A winter visit to Bontebok National Park comes highly recommended due to the vast numbers of flowering aloes in the rest camp. Not to mention the incredible range of bird species, as discovered by some members of BirdLife Overberg. By Anton Odendal
Bontebok National Park represents an important foraging and breeding site for the vulnerable black harrier (Circus maurus). The last bird list for Bontebok was published in 1981, listing 186 bird species. Since 2009, frequent BIRP (Birds in Reserves Project) lists have been completed and sent to the Animal Demography Unit and new species are being observed regularly and added to the checklist, which is now standing at 234 species. When members of BirdLife Overberg visited in August 2015, we were eager to see how many of the species on the checklist we would see.
The new entrance gate makes access to the park more comfortable and practical. From here you can reach the picnic site at Die Stroom far more easily and this should have a positive impact on visitor numbers. Further good news is that the SANParks’ Kids in Parks project is up and running again – a busload of children was camping at Die Stroom during our visit. We drove from reception to Die Stroom and then along the magnificent Breede River and on towards the offices at the old entrance gate.
The area between the old entrance gate and the rest camp consists of Overberg Coastal Renosterveld, where birds that are in trouble such as the Denham’s bustard and southern black korhaan are relatively easily found. We were delighted to find grey-winged francolin, black harrier and secretarybird. This also represents LBJ (little brown job) heaven and all of the area’s cisticolas, larks and pipits have been recorded here in the past. These include Agulhas long-billed lark, Cape clapper lark and large-billed lark, all endemics. Besides these, visitors could find both the Cape longclaw and capped wheatear.

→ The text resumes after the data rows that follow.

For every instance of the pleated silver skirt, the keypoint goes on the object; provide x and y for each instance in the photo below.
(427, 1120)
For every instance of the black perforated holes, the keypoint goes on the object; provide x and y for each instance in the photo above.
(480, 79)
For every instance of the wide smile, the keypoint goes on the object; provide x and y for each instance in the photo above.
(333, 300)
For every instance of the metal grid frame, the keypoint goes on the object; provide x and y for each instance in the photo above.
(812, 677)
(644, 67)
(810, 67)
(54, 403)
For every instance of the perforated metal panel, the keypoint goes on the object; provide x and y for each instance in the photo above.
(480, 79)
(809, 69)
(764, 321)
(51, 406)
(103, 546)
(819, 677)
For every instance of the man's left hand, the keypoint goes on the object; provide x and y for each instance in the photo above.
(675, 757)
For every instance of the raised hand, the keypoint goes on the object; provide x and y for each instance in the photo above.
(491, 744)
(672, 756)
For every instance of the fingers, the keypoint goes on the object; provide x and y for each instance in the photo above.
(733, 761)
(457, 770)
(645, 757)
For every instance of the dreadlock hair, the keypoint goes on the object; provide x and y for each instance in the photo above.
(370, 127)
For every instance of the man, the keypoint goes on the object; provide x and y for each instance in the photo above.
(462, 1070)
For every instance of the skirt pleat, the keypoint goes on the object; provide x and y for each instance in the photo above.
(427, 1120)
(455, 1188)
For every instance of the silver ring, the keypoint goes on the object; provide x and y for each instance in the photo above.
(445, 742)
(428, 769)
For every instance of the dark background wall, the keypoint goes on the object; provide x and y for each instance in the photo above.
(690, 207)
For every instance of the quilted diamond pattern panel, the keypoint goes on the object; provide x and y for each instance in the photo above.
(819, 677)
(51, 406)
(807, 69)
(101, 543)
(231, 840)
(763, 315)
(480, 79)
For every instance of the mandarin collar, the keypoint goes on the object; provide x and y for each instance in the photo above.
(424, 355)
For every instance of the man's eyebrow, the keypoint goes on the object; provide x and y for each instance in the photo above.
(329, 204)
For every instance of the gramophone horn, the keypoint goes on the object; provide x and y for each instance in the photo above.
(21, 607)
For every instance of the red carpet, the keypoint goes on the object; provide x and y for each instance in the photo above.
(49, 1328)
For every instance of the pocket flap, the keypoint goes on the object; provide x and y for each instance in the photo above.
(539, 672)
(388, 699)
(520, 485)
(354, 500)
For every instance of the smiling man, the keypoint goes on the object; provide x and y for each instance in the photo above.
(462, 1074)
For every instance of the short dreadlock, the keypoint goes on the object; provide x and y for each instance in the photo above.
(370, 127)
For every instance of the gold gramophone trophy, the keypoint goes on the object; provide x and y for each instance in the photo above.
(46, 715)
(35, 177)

We retreated to the rest camp at Lang Elsie’s Kraal along the banks of the Breede River to have lunch. On the way we spotted black harrier, jackal buzzard, African stonechat, yellow canary and more malachite sunbirds, a wide variety that highlights the diversity of the birdlife in the area.
The rest camp at Lang Elsie’s Kraal is very well appointed and the gardens are beautifully maintained. The chalets are comfortable and well equipped and the view from the patios is something to behold. From here you could explore one of the available hiking trails along the river bank and there are good numbers and diversity of species in the dense riverine thickets. Hundreds of rock and brown-throated martins often skim the water and fair numbers of African black ducks could be encountered.
Most of the ducks and kingfishers to be found in the region have been recorded here and groups of South African shelducks fly about regularly. Most of the common warblers and several waders are also available. The thickets along the river are particularly productive and here one can find a variety of birds that one doesn’t expect in the Ruens country. Think of fairy flycatcher, terrestrial brownbul, olive bush-shrike, forest canary, blue-mantled crested flycatcher and Knysna woodpecker to namedrop a bit.
Birds that you could have close encounters with in the rest camp include cardinal, olive and Knysna woodpeckers, acacia pied barbet, southern tchagra, brown-hooded kingfisher, swee waxbill and bar-throated apalis.
Our BIRP list for the park totalled 58 species and we added a further 20 along the way. Of these a whopping 24 species are endemic or near-endemic to Southern Africa. Not only does the park offer a 40% discount for pensioners during off-peak season, it is also a useful base for other exciting bird-watching destinations in the area such as Grootvadersbosch Nature Reserve, Tradouw Pass and Barrydale, Malgas, Potberg and De Hoop Nature Reserve.